I hate to be negative, I'm probably one of the happiest people you will ever meet. Hailey has said to me " Mom, you are one of those annoyingly happy people that other people want to punch." Not today. Today, the Momma bear in me is out and she is pissed.
My daughter is getting married, ya'll might have heard about that. Anyway, Hailey and Alex planned on getting married next summer. Then, my darling daughter found herself a little knocked up, so they moved up the date. Perfectly understandable, even if I did lecture them about getting married for the wrong reasons, waiting, it's ok to have a baby and not be married, yada, yada, yada.
Then my baby lost her baby but decided to go ahead with the wedding, and that, friends and neighbors is when things took a turn for the ugly.
I have always tried to be a good ex wife, I felt that it was important for Hailey's well being if her parents got along. I did everything I could to make sure that we got along, including welcoming his girlfriend of the week into my home, all the time, and hosting a Christmas get together so he would have time with his daughters.
My friends and family think I have a few bats in my belfry. I frequently hear, "Why do you do this? He wouldn't do it for you." I know he wouldn't, but I wasnt' doing it for him, I was doing it for Hailey, and later, for her sister Ivy. They were the ones I worried about, not him.
When Hailey told her father they were going ahead with the wedding, he sent me the following text:
If our daughter is no longer pregnant why are you encouraging her to get married?
Has he met this kid? For a few short years Hailey thought I knew everything. By the time she was five, she was totally on to me and knew that things were much more fun if you didn't do what Mom said.
I decided to ignore him, no reason to fight. Then Hailey called me crying, not only was her father refusing to give her away, he wasn't even coming to the wedding. The two of them exchanged some words on Facebook and he then unfriended her and our whole family. He's mature like that.
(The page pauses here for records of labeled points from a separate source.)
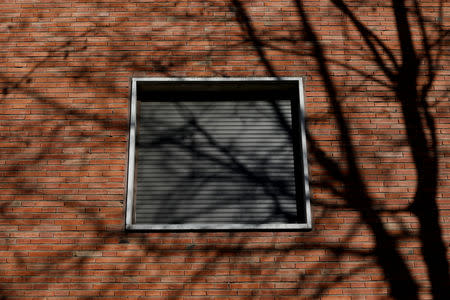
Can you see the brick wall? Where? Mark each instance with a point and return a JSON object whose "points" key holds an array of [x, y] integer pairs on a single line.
{"points": [[65, 69]]}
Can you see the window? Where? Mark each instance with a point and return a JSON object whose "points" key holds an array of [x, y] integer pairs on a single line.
{"points": [[217, 154]]}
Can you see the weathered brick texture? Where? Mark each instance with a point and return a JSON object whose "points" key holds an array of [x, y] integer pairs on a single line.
{"points": [[65, 69]]}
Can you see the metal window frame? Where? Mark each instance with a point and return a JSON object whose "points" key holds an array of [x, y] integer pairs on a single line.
{"points": [[131, 179]]}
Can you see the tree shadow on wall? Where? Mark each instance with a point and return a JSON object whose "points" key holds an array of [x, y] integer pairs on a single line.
{"points": [[92, 236], [406, 72]]}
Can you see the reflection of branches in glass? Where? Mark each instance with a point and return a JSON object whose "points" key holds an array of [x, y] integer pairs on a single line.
{"points": [[52, 70], [220, 157]]}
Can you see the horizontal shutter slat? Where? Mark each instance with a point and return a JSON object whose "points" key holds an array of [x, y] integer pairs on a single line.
{"points": [[221, 145]]}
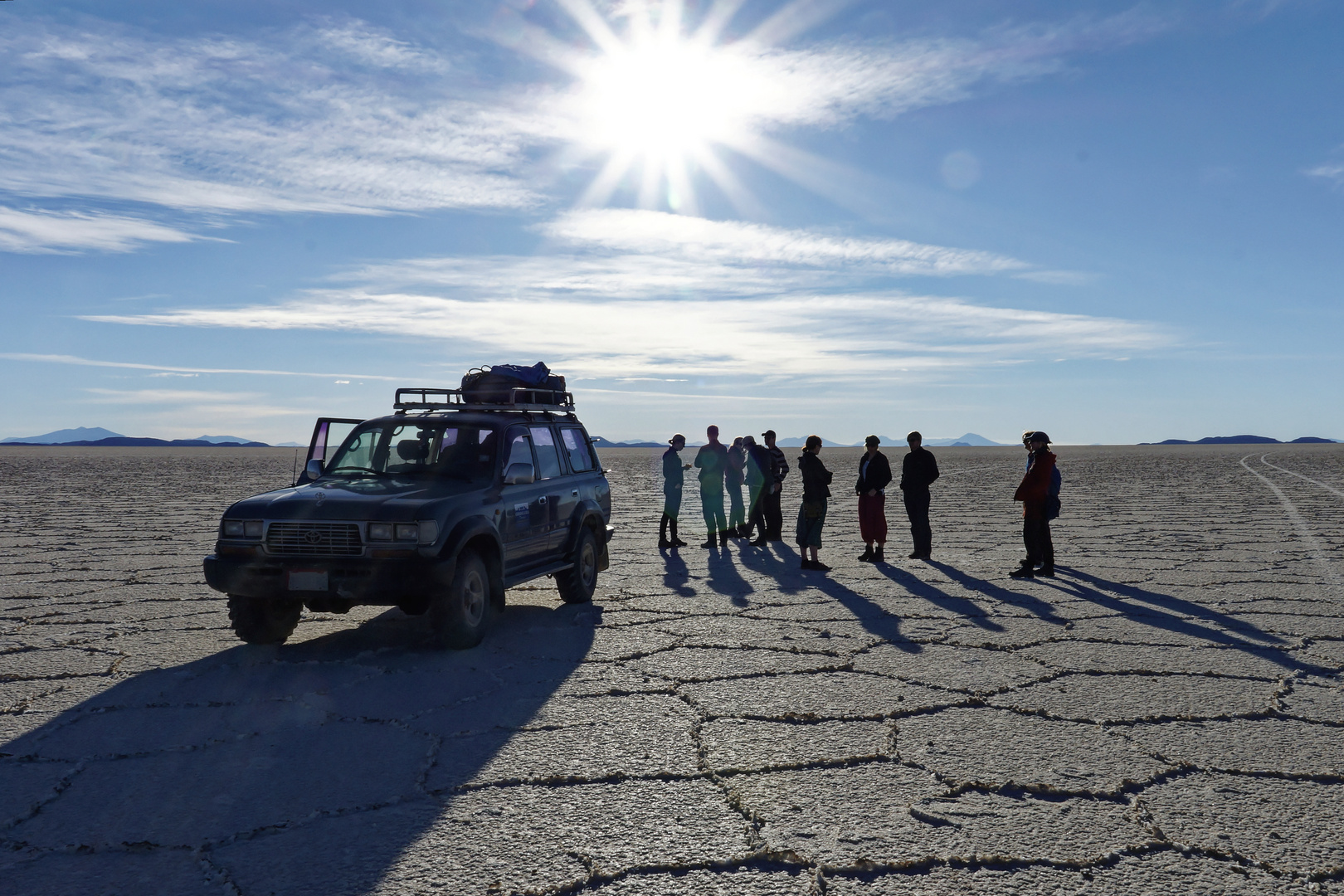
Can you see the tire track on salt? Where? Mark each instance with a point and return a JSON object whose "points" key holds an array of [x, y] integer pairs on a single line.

Not only did he tell her that he doesn't agree with her choice and will not support it but he also told her that it is easy for me to support this decision because I don't care about her or her future. What??? And where was he while I was raising her alone? Oh wait, I forgot, he would give me $166 a month in child support when he remembered and didn't have something more important to do, like buy new drums, or take his girlfriend out to dinner. Kudos to you twatwaffle for the months you remembered you had a daughter. I remembered every day of her life.
Recently he caved and said he would come to the wedding and give her away. Mighty big of him don't you think? Especially when I found out the change of heart came after his friends told him, on Facebook, what an ass he is being. Again, he's mature like that.
I have used my love of words to write a letter to him, more like hate mail really, that I will send after the wedding, I'm not about to ruin her day.
Here's a little excerpt, the only part without too many four letter words:
My daughter is an amazing, incredible, intelligent human being with a kind heart and hopes, dreams and plans for the future. Too bad you are so selfish that you can't recognize the beautiful things that live in my daughters heart because you don't have a heart.
This shit you package and try to sell to Hailey as your love for her is not love, you are too selfish to love another human being, the only person you ever cared about is yourself and that continues today.
Now before you think I'm being a total bitch, this man said to my daughter when she called him crying about losing the baby " Well, now you can focus on your music."
Ummm, hello, Billy Ray? Oh wait, that's not your name, you are just another wanna be who spends his weekends playing drums in dive bars for $20 a night. Really? Can't imagine why I don't want that life for her.
I'm done being nice. I will smile and make polite small talk at the wedding, for Hailey. But after it's over, I'm done being nice. Fuck you and the horse you rode in on you sad, pathetic little man.
Ok, I'm done now. Back to your regularly scheduled program.